The goal is to plant 42,000 trees on public land over the next decade with an estimated price tag of $37 million, which includes purchasing, planting and watering young trees. The city has committed $10 million to the effort over the next decade while local business and philanthropy leaders are spearheading a private fundraising campaign. They also hope to secure state and federal support.
An estimated 669,000 trees — representing 70 percent of Cedar Rapids’ tree canopy — were lost in the 2020 derecho. Cedar Rapids now has an opportunity perhaps no other city has ever had — to replan and replant the local tree canopy with intentionality.
As important as the tree canopy is, it’s grown somewhat haphazardly. Cities are developed piecemeal over time and tree planting preferences and requirements can change from decade to decade.
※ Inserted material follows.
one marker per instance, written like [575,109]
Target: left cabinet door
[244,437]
An older neighborhood’s mature trees represent a historical snapshot of what was available and what was valued when the area was built.
As a result, local tree populations are not as durable or robust as they could be. For example, many communities last century over-planted ash trees, which now are threatened by the invasive emerald ash border, a beetle that has killed millions of them. A more diverse stock of trees would be less susceptible to such threats.
What’s more, access to natural infrastructure is not equal across socioeconomic groups. Tree coverage is highly correlated with wealth — neighborhoods with single-family homeowners tend to have a lot of trees and green space while multifamily zones where low-income people live tend to have less.
The ReLeaf Cedar Rapids project was written with those factors in mind. The new paradigm is “right tree, right place, right reason,” with an emphasis on promoting equity and planting trees native to this region.
It’s an impressive plan but it’s not without limits and challenges.
Funding is the big question mark. The city’s commitment covers less than a third of the expected costs. While fundraising organizers are bullish about their prospects, $2.7 million per year might be an implausibly lofty goal. The campaign is expected to draw outside institutional support — like through federal spending bills and carbon credit programs — but the specifics so far are uncertain.
ReLeaf Cedar Rapids is also limited in scope. While we are excited about 42,000 trees being planted in city parks and along city streets, the vast majority of trees lost to the derecho were on private land. Trees Forever offers assistance to guide planting for private property owners but money in the ReLeaf program is directed toward trees in public spaces.
And Cedar Rapids is just one city in a larger area that was impacted by the derecho. Linn County and surrounding cities ought to consider their own plans to bolster replanting.
The reality is that trees are central to a community’s character and environmental resilience. They are among our best tools to sequester and store CO2 and limit the acceleration of climate change. Trees not only exude natural beauty but also provide cover from harsh heat and wind and improve water and air quality. In short, they make us healthier and wealthier.
While much work remains to be done, Cedar Rapids is on its way to restoring one of the community’s most important natural assets — the tree canopy.